Cuma 19 Aralık 2008
İnanılmaz bir gece uykusuydu. Yıllardır hiç uyumadığım kadar iyi uyudum ve bu gece arasında aslana gürlemeleri, maymun bağrışmaları, yarasa kanat çırpışları, baykuş sesleri vs içinde. İlk başta aslan gürlemelerinden irkilsem de sonradan alıştım ve inanılmaz rahat ve güzel bir uyku uyudum.
Güneş doğarken F. gökyüzündeki kırmızı, sonra pembe sonra sarıya dönen renkleri izlemem için beni uyandırdı. Yatağımızdan seheri tam gözümüzün önünde yatarken izleyebildik. Çok romantikti.
Güneşin doğmasıyla sıcaklık iyice arttı. Hayvan seslerini artık rahatça ayırt edebildiğimi fark ettim. Ve böyle bir şey gerçekten bir müzisyen için cennet. Ben bile hayvanların çıkardığı her türlü sesten ne melodiler ne ritimler çıkardım. İnsanın öğrenebilecekleri hiç bitmiyor. Bu seyahat de bunun göstergesi ve kanıtı. Bu öğlen yine safariye çıktık belki aslanları tekrar görebiliriz diye ama dün akşamki kadar şanslı değildik. Ama bu sefer sürüyle babun gördük.
Ayrıca hortum gibi gözüken toz tünellerinin hayvanlardan dolayı değil kutuplardan dolayı oluştuğunu öğrendim. Bunların ismi Şeytanın Tozu imiş.
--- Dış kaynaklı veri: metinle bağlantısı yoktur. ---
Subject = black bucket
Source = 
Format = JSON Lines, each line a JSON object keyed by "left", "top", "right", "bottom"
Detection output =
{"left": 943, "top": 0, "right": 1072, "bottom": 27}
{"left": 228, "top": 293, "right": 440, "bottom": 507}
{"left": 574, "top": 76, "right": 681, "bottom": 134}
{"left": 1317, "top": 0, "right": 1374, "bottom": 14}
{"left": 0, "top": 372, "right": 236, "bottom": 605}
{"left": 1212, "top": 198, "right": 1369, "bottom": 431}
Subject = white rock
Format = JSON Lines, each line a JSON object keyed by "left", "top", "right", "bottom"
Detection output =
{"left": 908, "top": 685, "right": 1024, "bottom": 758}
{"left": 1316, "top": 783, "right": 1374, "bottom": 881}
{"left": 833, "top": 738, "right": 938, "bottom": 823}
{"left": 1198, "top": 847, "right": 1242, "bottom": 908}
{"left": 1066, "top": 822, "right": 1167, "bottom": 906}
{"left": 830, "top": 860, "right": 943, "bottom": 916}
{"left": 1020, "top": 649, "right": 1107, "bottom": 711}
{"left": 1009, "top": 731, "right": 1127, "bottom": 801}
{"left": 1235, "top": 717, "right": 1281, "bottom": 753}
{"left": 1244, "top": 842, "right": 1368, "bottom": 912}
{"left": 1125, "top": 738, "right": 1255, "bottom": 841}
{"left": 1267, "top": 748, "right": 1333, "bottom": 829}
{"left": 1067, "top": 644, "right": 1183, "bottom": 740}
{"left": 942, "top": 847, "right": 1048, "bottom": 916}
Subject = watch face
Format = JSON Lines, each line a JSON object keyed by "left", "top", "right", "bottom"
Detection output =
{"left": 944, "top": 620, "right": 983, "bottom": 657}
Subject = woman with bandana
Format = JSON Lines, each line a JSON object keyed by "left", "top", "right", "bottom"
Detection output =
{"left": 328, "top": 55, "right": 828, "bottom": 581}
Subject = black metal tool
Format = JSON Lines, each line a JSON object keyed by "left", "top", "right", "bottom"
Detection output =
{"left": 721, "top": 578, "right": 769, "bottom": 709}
Şimdi ekvatora çok yakınız. Hem kuzey kutbu hem güney kutbu güçleri kendine doğru çekiyor ama ekvator bölgesinde iki yana çekilmediği için bu hortuma benzeyen yüksek ve dönerek yer değiştiren toz yığınları oluşuyormuş. Ayrıca bunlar yağmurun habercisi olabilirmiş. Locada çalışan Masailerle biraz daha konuştuk bu sabah. Hepsi inanılmaz güzel, yakışıklı, uzun boylu, zayıf, çok kondisyonlu. Hepsinin cildi pürüzsüz. Erkekler istedikleri sayıda kadınla evlenebilirmiş ama eşleri anne-babalar seçermiş. Çeyiz için erkek ailesi kızın ailesine 8 inek veya 10 000 şeker kamışı verirlermiş. Dinlerine göre vahşi hayvan yemezlermiş ama inek-koyun vs yerlermiş. Sanırım bugünden itibaren locamızın misafirleri artacak. Artık yalnız olmayacağız gibi. Loca sadece bize kalmayacak ne yazık ki. ... Hergün safaride farklı farklı enstantaneler yaşıyoruz. Bugün zürafa, 12 tane devekuşu, janet isimli rakunun minyatürü tipinde bir hayvan, tavşan, yabani domuz ve evini ve her zaman tek eşli kalan eşini bizden tüm cesaretiyle koruyan çok sevimli yavru ceylan büyüklüğünde antilop. Ayrıca yeni sünnet olup erkekliklerini kanıtlamak için aslan avına çıkmış 4–5 erkek Masai genci gördük.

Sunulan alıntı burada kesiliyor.